One other significant concern is the explosive nature of hydrogen gas. The US Occupational Safety and Health Administration (OSHA) notes that: “Hydrogen used in fuel cells is a very flammable gas and can cause fires and explosions if it is not handled properly”.  This is worrying enough above ground, but in the tightly enclosed space of a mine, it represents an enormous risk. Unlike natural gas, there are currently no known odorants that can be added to hydrogen to effectively alert people to a leak in time to prevent a potential disaster. Hydrogen burns invisibly, making any leaks more lethal. Improvements in hydrogen detection will be necessary to bring it to safe use standards underground. For this, we need to look to the stars; or at least, Nasa. 

Nasa has been carrying out research in hydrogen detection systems. In the amusingly titled article Explosive Lessons in Hydrogen Safety, Nasa engineer Russel Rhodes discusses Nasa’s work to develop “a visual scanning system that can better detect, visually locate, and quantify the hydrogen present” in their systems. Several of Nasa’s systems have centred on materials that change coulour when exposed to hydrogen, requiring a robotic observer to verify the colour changes, or better still, a human. However, it may be some time before systems like these can be widely deployed in the mining sector, and until such time as they are, we must approach the use of hydrogen underground with extreme caution. 

Credit: The routes of hydrogen production. Source: GlobalData Thematic Research, Hydrogen in Mining.

The outlook for hydrogen in mines 

The integration of green hydrogen into the mining industry is a major step forward for sustainability and a more environmentally friendly mining industry. By reducing emissions, improving air quality, and enabling the integration of renewable energy sources, green hydrogen offers a route to a more sustainable future for mining operations.  

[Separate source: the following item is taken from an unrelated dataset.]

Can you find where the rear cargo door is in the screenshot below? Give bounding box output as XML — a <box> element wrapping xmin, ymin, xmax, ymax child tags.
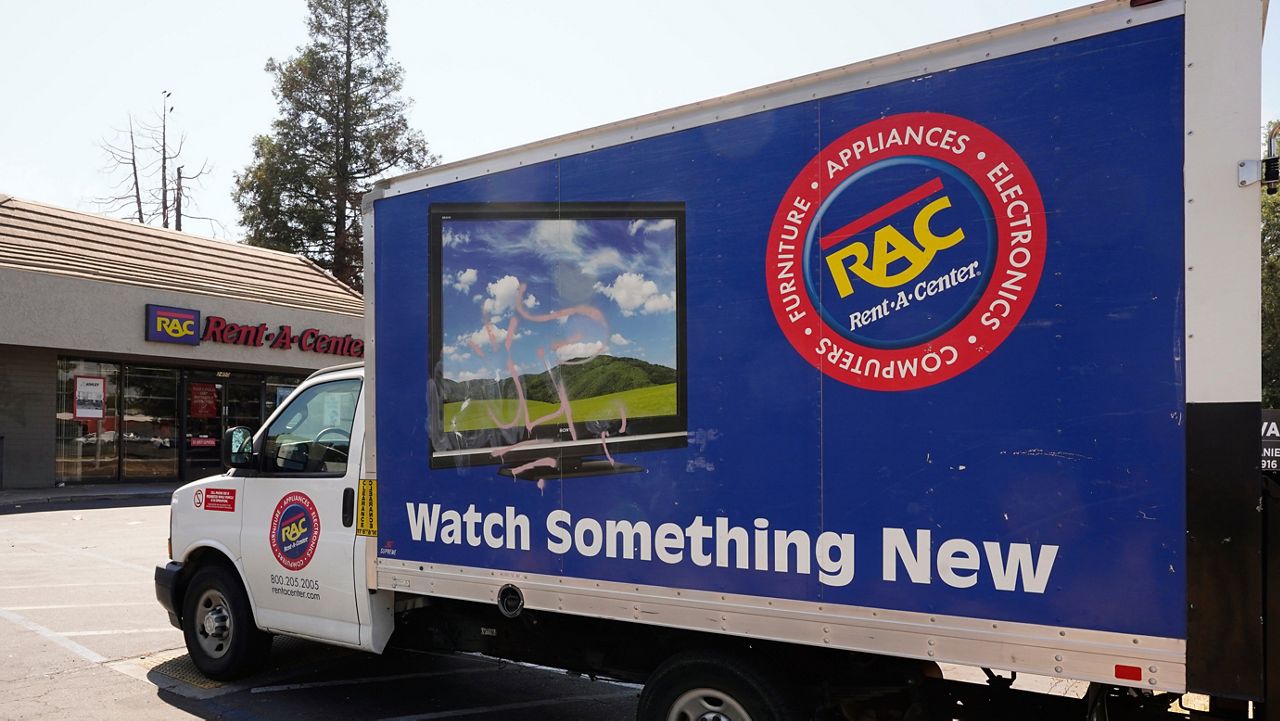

However, while green hydrogen is a potential solution for a heavily polluting industry that is near-impossible to electrify through traditional means, there are still major hurdles on the road to a hydrogen-powered mining industry. As is so often the case, more research, more funding, and good policymaking are needed before the dream of green hydrogen-powered mining can become a worldwide reality.